Bütün dünyanın hikayesi bu sergi. Evet, benim dünyam bu şekilde diyebilirim. Elbette bir dünya hikayesi ve tabii önemli olan burada benim bu çalışmalarım. Genel olarak sanatımı demir üzerine kuruyorum. Demire saygı göstermek açısından, düzgün aldığım bir saçı ilk olarak bozmadan bir form vermeye çalışıyorum. Çünkü demirin bana gelene kadar arkasında binlerce insan ve kültür birikimi, emeği var. Demirden bir iş yapmaya kalktığım zaman aldığım levhadan ilk önce büyük levha, ardından küçük objeler yaparım. Buradaki amacım demiri ziyan etmemek. Bu da benim için felsefi bir tavır.
Hayatın bir dengesi olarak mı düşündünüz eserlerinizin tasarımını?
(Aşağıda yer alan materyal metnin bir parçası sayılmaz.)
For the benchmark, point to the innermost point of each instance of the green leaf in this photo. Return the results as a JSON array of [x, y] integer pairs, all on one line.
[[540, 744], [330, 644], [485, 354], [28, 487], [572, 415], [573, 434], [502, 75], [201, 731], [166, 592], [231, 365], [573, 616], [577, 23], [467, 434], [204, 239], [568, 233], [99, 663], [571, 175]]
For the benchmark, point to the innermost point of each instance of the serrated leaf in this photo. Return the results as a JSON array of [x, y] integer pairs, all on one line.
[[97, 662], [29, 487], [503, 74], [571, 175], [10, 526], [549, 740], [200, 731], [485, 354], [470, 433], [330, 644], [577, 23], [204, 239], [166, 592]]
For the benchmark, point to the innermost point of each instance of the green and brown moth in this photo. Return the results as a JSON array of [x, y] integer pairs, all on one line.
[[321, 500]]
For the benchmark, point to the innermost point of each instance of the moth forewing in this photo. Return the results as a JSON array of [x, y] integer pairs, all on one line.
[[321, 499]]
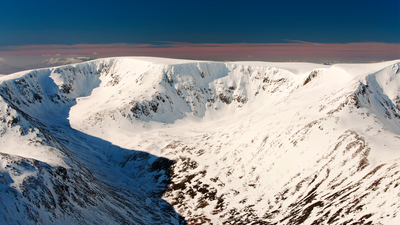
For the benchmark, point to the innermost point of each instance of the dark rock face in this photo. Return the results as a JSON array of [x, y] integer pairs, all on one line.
[[84, 187]]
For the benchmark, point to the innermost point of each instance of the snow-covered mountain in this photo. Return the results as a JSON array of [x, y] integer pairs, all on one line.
[[162, 141]]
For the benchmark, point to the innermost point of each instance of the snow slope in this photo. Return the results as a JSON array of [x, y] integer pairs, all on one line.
[[237, 142]]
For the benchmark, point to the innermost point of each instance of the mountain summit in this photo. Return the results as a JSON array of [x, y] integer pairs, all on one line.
[[141, 140]]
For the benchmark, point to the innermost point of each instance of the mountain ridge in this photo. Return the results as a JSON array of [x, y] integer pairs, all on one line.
[[223, 142]]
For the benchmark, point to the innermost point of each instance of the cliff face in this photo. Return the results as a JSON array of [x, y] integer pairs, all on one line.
[[131, 140]]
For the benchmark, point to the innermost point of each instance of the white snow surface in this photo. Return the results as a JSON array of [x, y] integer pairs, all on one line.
[[252, 142]]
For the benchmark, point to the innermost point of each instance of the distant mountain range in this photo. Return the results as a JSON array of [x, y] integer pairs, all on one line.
[[143, 140]]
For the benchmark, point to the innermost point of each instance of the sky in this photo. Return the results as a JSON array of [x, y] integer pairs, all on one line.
[[332, 31]]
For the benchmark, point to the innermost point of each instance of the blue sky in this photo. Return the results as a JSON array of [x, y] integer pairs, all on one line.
[[317, 31], [72, 22]]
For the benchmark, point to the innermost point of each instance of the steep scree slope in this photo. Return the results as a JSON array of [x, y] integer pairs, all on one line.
[[251, 142]]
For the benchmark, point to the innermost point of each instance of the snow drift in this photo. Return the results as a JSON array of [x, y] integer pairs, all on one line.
[[132, 140]]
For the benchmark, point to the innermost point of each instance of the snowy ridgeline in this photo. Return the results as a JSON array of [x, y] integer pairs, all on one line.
[[139, 140]]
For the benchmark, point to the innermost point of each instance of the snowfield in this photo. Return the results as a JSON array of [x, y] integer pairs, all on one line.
[[142, 140]]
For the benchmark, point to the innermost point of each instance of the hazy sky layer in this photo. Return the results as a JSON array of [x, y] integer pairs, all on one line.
[[33, 31], [27, 22]]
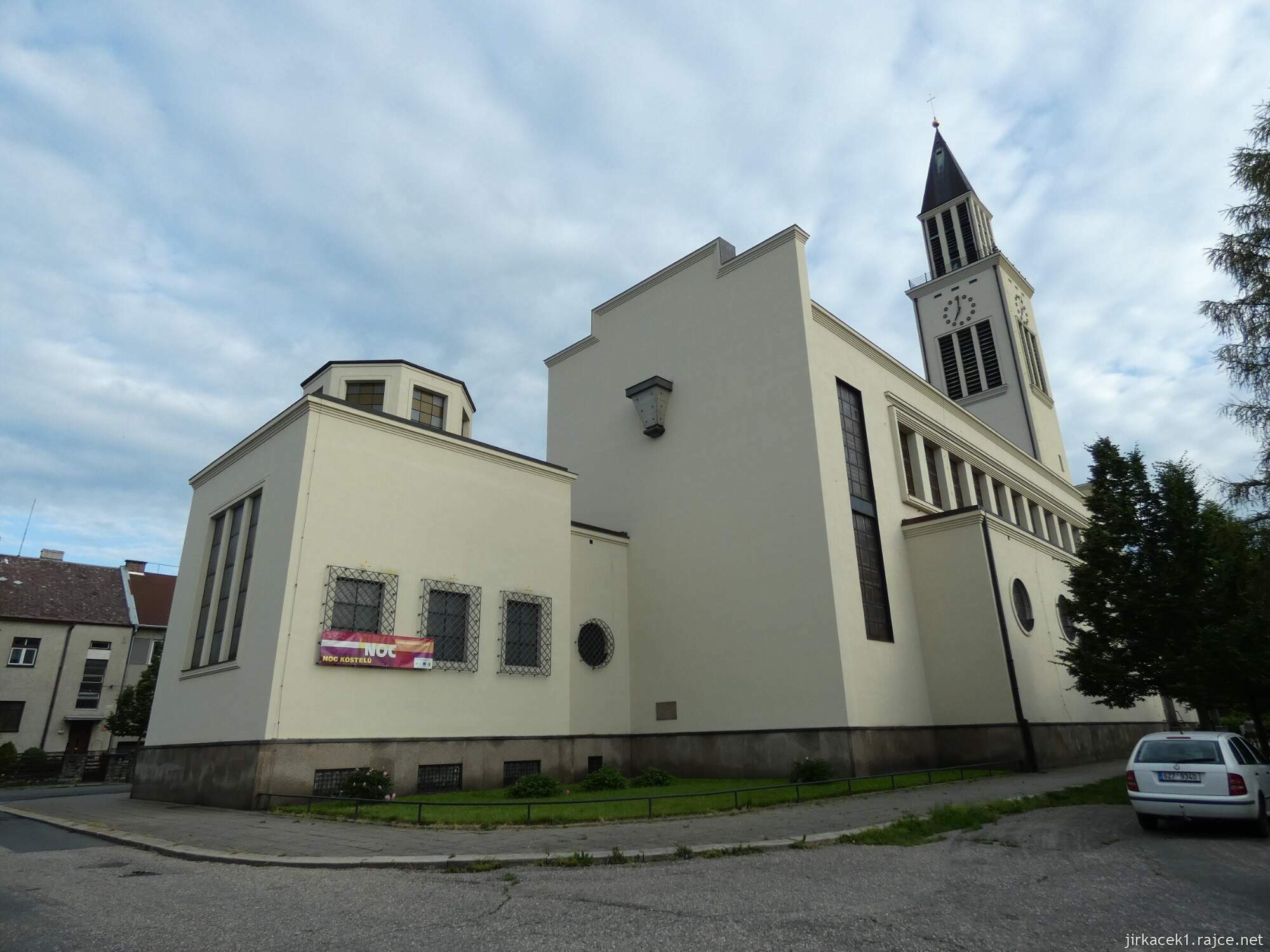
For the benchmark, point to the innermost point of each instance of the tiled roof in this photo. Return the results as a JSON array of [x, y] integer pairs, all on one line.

Örneğin bir eserin adı ‘Kapıdan çıkmak isteyen adam’ (otobiyografik bir çalışmadır) burada anlatmak istediğimiz aslında ayakta kalabilme ve dengede durabilme çabasıdır.
Şu anda yüzde kırkı demir yüzde 60’ı silikat olan bir gökcismindeyiz. Yüz binlerce kilometre hızla, evrende bilinmeyen bir yöne doğru gidiyoruz. Nereye gittiğimiz belli değil. Öyle bir gemideyiz ki okyanusları içinde taşıyan bir gemi.
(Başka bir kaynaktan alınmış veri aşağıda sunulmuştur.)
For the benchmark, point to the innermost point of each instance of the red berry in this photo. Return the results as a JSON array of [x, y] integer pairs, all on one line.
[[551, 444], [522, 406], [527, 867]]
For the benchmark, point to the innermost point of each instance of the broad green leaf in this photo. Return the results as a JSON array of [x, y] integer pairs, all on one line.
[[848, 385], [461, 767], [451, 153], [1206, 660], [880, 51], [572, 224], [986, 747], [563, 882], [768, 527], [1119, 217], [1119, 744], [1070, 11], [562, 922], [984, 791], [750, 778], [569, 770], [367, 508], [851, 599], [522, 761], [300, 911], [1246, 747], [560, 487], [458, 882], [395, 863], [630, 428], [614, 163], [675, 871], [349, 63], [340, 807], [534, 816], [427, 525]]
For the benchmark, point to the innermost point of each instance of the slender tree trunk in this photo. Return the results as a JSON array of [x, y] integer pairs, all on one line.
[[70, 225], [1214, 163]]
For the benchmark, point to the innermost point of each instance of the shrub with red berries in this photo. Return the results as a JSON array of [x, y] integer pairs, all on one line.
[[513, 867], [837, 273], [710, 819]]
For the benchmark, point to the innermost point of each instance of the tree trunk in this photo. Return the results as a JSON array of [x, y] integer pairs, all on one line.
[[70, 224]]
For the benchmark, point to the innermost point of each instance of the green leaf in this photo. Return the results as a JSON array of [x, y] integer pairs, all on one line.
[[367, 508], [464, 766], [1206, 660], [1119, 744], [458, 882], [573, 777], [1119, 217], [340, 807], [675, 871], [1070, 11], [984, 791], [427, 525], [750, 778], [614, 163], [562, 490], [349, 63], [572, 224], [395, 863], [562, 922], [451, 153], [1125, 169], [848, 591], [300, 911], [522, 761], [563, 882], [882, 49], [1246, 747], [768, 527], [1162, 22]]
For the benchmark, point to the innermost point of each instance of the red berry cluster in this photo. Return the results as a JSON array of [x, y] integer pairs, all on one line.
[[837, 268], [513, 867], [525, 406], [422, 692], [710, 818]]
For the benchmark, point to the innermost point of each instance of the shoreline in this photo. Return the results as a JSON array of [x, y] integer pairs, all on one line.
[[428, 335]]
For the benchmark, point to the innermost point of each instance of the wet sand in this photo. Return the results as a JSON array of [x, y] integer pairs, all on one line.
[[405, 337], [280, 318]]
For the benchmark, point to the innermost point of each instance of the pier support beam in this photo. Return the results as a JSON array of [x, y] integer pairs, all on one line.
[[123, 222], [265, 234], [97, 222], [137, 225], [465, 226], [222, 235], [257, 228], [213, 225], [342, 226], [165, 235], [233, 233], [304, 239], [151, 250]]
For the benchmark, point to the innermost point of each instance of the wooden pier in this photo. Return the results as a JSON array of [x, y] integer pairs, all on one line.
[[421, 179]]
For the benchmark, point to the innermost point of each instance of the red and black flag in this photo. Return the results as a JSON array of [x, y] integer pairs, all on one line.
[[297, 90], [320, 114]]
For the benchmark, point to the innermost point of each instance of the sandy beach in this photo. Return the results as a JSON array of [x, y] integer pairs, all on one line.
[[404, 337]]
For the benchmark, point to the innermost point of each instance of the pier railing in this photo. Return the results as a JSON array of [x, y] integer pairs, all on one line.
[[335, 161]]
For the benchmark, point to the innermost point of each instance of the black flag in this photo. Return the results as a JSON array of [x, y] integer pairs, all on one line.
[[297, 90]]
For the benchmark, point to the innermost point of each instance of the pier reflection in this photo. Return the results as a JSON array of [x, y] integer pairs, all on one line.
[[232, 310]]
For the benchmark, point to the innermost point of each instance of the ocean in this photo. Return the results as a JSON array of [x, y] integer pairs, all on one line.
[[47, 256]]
“İnsan evladı tarihi bir yaratıktır”
Şimdi buradaki eserler farklı dönemlerde yaptığım, seçtiğim çalışmalar. Buranın özelliğine göre. Mesela ilk ön plandaki onların adı ‘Resektör-Alıcı’. Evrenden düşen binlerce tonluk yıldız tozlarından belki bir iki tanesi buraya düşer diye düşünüyorum. İleriye yönelik bir sanat yapabilmek için sanatın tarihinden yararlanmak gerekir. Bir başka değişle insan evladı tarihi bir yaratıktır. İnsanları tarihsiz, tarihin de insanlar olmadan bir anlamı olmaz.
Hep demir üzerine mi çalışıyorsunuz, çalıştığınız başka malzemeler de var mı?
Ben her türlü malzemeyle çalışan postmodern bir sanatçıyım. Demir, cam, ağaç, taş vs ayırt etmeden doğadan yararlanarak çalışmalarımı sürdürüyorum.
Peki, Tosyalı’yla yolunuz nasıl kesişti?
Tosyalı benim sanatımı takip ediyordu. Contemporary Vakfıyla da benim eserlerimin Contemporary İstanbul’un 19. Edisyonunda sergilenmesi konusunda bir fikirleri oluşmuş. Sonrasında sonuç burada gördüğünüz sergimiz ortaya çıktı. Çok da güzel oldu.